Brusquement, en levant les yeux, la blanchisseuse aperçut devant elle l'ancien hôtel Boncoeur. La petite maison, après avoir été un café suspect, que la police avait fermé, se trouvait abandonnée, les volets couverts d'affiches, la lanterne cassée, s'émiettant et se pourrissant du haut en bas sous la pluie, avec les moisissures de son ignoble badigeon lie de vin. Et rien ne paraissait changé autour d'elle. Le papetier et le marchand de tabac étaient toujours là. Derrière, par-dessus les constructions basses, on apercevait encore des façades lépreuses de maisons à cinq étages, haussant leurs grandes silhouettes délabrées. Seul, le bal du _Grand-Balcon_ n'existait plus; dans la salle aux dix fenêtres flambantes venait de s'établir une scierie de sucre, dont on entendait les sifflements continus. C'était pourtant là, au fond de ce bouge de l'hôtel Boncoeur, que toute la sacrée vie avait commencé. Elle restait debout, regardant la fenêtre du premier, où une persienne arrachée pendait, et elle se rappelait sa jeunesse avec Lantier, leurs premiers attrapages, la façon dégoûtante dont il l'avait lâchée. N'importe, elle était jeune, tout ça lui semblait gai, vu de loin. Vingt ans seulement, mon Dieu! et elle tombait au trottoir. Alors, la vue de l'hôtel lui fit mal, elle remonta le boulevard du côté de Montmartre.

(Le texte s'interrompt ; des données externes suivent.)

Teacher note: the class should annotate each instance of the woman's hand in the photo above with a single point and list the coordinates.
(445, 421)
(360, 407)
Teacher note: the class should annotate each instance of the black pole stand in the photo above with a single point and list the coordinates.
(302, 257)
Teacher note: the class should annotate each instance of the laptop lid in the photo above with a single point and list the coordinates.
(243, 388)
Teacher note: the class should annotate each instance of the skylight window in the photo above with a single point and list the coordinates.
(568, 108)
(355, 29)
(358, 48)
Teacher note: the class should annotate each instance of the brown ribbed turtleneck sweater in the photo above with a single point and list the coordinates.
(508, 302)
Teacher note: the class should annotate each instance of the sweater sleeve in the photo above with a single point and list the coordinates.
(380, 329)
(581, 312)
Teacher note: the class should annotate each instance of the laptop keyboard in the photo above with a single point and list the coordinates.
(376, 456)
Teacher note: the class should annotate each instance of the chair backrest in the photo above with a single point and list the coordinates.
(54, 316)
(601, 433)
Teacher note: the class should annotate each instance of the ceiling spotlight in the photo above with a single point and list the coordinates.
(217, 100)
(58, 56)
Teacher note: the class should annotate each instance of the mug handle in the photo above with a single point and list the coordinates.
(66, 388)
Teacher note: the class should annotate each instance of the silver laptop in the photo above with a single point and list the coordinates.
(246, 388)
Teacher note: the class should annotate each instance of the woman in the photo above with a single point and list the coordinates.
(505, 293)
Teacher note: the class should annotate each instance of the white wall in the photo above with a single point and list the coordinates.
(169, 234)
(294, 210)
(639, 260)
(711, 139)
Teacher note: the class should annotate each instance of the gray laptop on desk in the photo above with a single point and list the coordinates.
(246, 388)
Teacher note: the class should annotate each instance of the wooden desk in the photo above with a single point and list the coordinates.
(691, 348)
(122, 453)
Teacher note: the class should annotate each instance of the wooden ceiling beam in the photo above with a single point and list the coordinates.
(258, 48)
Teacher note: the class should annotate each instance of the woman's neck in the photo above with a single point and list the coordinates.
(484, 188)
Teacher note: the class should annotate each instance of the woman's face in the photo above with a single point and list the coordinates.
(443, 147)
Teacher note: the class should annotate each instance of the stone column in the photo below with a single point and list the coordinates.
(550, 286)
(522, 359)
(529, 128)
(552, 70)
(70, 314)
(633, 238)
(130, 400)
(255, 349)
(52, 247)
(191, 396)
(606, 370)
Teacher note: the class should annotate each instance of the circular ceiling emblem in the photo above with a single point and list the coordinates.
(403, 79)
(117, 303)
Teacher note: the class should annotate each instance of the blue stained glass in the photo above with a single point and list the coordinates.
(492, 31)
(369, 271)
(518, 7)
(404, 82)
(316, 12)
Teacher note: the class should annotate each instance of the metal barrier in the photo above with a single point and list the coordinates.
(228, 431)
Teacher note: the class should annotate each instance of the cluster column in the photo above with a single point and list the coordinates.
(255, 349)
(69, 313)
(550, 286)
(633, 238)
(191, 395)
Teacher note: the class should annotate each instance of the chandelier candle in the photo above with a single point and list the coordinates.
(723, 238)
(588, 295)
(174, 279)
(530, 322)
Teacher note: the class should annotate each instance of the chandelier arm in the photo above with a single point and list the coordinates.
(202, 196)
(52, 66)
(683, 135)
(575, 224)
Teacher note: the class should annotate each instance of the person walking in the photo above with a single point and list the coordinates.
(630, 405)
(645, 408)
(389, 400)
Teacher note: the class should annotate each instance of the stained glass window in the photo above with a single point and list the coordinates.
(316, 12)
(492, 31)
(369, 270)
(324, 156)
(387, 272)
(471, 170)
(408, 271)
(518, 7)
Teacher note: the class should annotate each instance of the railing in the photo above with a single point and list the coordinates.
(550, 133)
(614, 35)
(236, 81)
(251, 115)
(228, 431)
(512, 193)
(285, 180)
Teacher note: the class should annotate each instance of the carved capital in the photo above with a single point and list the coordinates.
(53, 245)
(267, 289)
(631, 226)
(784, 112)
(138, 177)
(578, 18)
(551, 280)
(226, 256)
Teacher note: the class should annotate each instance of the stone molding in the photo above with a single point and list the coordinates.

Sur les tas de sable, entre les bancs, des gamins jouaient encore, dans la nuit croissante. Le défilé continuait, les ouvrières passaient, trottant, se dépêchant, pour rattraper le temps perdu aux étalages; une grande, arrêtée, laissait sa main dans celle d'un garçon, qui l'accompagnait à trois portes de chez elle; d'autres, en se quittant, se donnaient des rendez-vous pour la nuit, au _Grand Salon de la Folie_ ou à la _Boule noire_. Au milieu des groupes, des ouvriers à façon s'en retournaient, leurs toilettes pliées sous le bras. Un fumiste, attelé à des bricoles, tirant une voiture remplie de gravats, manquait de se faire écraser par un omnibus. Cependant, parmi la foule plus rare, couraient des femmes en cheveux, redescendues après avoir allumé le feu, et se hâtant pour le dîner; elles bousculaient le monde, se jetaient chez les boulangers et les charcutiers, repartaient sans traîner, avec des provisions dans les mains. Il y avait des petites filles de huit ans, envoyées en commission, qui s'en allaient le long des boutiques, serrant sur leur poitrine de grands pains de quatre livres aussi hauts qu'elles, pareils à de belles poupées jaunes, et qui s'oubliaient pendant des cinq minutes devant des images, la joue appuyée contre leurs grands pains. Puis, le flot s'épuisait, les groupes s'espaçaient, le travail était rentré; et, dans les flamboiements du gaz, après la journée finie, montait la sourde revanche des paresses et des noces qui s'éveillaient.